Der Bezirk wird den verbleibenden Strom so liefern, dass Strom, Heizung und Kühlung zu mindestens 98 Prozent aus erneuerbaren Energien bestehen und einen geringen Kohlenstoff-Fußabdruck aufweisen. Dies wird das NKS zu einem der führenden Krankenhäuser in Sachen ökologischer Nachhaltigkeit machen, ein wertvolles Merkmal, das auch seine eigenen Umweltzertifikate einbringen wird.
"Die NKS strebt das Gold-Zertifikat sowohl im schwedischen als auch im internationalen LEED-Umweltzertifizierungssystem an. Darüber hinaus hat der Stockholmer Gemeinderat in der entsprechenden Anlage zu unserem Vertrag seine eigenen Umweltkriterien festgelegt", sagt Persson.
Einsatz von Fertigteilen
Die medizinische Versorgung im Karolinska Universitätskrankenhaus wird thematisch organisiert, und die Themen bilden die Grundlage für die verschiedenen Aktivitäten und Funktionen innerhalb der Einrichtung. Dies stellt besondere Anforderungen an das Gebäude. Schweres medizinisches Gerät muss im Gebäude bewegt und bei Bedarf flexibel platziert werden können, und der Hubschrauberlandeplatz auf dem Dach darf keine übermäßigen Vibrationen auf das Gebäude übertragen.

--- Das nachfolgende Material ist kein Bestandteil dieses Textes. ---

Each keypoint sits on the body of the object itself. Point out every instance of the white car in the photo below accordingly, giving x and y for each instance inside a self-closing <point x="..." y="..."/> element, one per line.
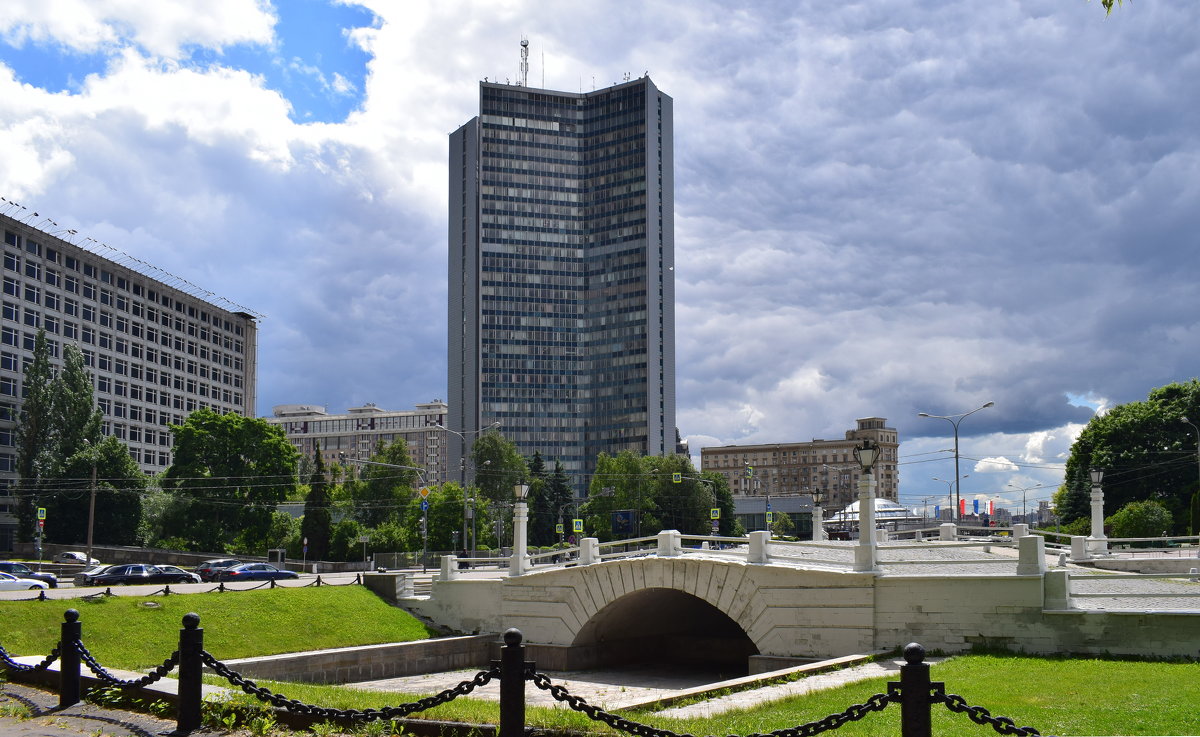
<point x="11" y="582"/>
<point x="76" y="558"/>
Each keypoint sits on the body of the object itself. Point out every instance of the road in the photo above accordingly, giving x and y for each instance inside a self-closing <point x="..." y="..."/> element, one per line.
<point x="69" y="591"/>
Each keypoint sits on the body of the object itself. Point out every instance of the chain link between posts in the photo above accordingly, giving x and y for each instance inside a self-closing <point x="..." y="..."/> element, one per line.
<point x="107" y="677"/>
<point x="391" y="712"/>
<point x="21" y="667"/>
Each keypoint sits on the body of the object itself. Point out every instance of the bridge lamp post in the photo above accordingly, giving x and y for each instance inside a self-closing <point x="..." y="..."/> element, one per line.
<point x="817" y="516"/>
<point x="1097" y="543"/>
<point x="519" y="564"/>
<point x="864" y="553"/>
<point x="954" y="419"/>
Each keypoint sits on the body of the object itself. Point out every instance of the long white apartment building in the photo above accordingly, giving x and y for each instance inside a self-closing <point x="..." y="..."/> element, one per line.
<point x="156" y="349"/>
<point x="821" y="467"/>
<point x="360" y="430"/>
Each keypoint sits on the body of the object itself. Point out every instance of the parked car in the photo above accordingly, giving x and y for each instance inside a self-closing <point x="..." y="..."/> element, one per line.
<point x="136" y="573"/>
<point x="208" y="569"/>
<point x="84" y="576"/>
<point x="253" y="571"/>
<point x="76" y="558"/>
<point x="185" y="576"/>
<point x="11" y="582"/>
<point x="23" y="571"/>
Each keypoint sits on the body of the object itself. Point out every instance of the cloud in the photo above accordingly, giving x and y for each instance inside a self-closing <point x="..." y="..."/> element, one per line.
<point x="880" y="209"/>
<point x="161" y="29"/>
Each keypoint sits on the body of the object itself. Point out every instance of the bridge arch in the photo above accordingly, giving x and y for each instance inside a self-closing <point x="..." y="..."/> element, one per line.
<point x="666" y="625"/>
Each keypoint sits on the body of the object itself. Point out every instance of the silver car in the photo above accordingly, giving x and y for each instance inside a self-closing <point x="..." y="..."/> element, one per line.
<point x="11" y="582"/>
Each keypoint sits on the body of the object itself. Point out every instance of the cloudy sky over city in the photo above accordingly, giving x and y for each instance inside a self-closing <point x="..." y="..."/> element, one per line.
<point x="882" y="208"/>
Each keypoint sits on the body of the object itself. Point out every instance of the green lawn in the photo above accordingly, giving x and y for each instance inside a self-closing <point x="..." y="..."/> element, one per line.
<point x="121" y="631"/>
<point x="1057" y="696"/>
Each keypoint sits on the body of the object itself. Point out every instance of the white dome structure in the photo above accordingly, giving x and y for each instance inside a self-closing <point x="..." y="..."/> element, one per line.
<point x="886" y="510"/>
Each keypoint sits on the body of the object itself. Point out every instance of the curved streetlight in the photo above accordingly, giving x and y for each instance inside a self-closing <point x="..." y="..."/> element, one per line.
<point x="949" y="486"/>
<point x="954" y="419"/>
<point x="1198" y="447"/>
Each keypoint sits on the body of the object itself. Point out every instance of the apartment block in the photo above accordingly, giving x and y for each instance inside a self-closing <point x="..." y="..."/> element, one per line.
<point x="819" y="466"/>
<point x="358" y="432"/>
<point x="156" y="351"/>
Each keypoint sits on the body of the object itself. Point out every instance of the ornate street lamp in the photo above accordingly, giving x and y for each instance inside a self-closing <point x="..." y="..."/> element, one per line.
<point x="954" y="419"/>
<point x="864" y="553"/>
<point x="1097" y="543"/>
<point x="817" y="516"/>
<point x="519" y="564"/>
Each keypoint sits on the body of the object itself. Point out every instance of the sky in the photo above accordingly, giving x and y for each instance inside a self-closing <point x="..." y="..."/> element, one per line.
<point x="882" y="208"/>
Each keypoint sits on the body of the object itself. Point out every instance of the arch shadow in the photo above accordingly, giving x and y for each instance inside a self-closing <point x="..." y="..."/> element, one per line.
<point x="664" y="627"/>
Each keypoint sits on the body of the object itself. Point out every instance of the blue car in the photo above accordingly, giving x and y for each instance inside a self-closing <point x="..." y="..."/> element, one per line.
<point x="253" y="571"/>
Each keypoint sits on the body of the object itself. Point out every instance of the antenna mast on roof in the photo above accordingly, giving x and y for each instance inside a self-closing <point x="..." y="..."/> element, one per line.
<point x="523" y="78"/>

Auch die Räume müssen eine Vielzahl von funktionalen Anforderungen erfüllen: Die Decken müssen gleich hoch sein und die Böden müssen gleich viel Gewicht tragen. Unter Berücksichtigung all dieser Faktoren erwies sich der Fertigteilbau als das am besten geeignete Baumaterial.
"Wir haben eine umfassende Analyse durchgeführt, welche Methode am besten geeignet wäre. Unter Berücksichtigung der technischen Aspekte, des Zeitaufwands und der Feuchtigkeit waren wir bald davon überzeugt, dass Fertigteile die vorteilhafteste Lösung sind", sagt Persson.
Obwohl sich die Fertigteile als Sieger erwiesen haben, bleiben die Eigenschaften der Fertigteile ein wichtiger Aspekt des Entwurfsprozesses.
"Wir müssen darauf achten, dass die Schächte und Löcher richtig platziert werden, damit zum Beispiel die erforderlichen Bewehrungen nicht verloren gehen."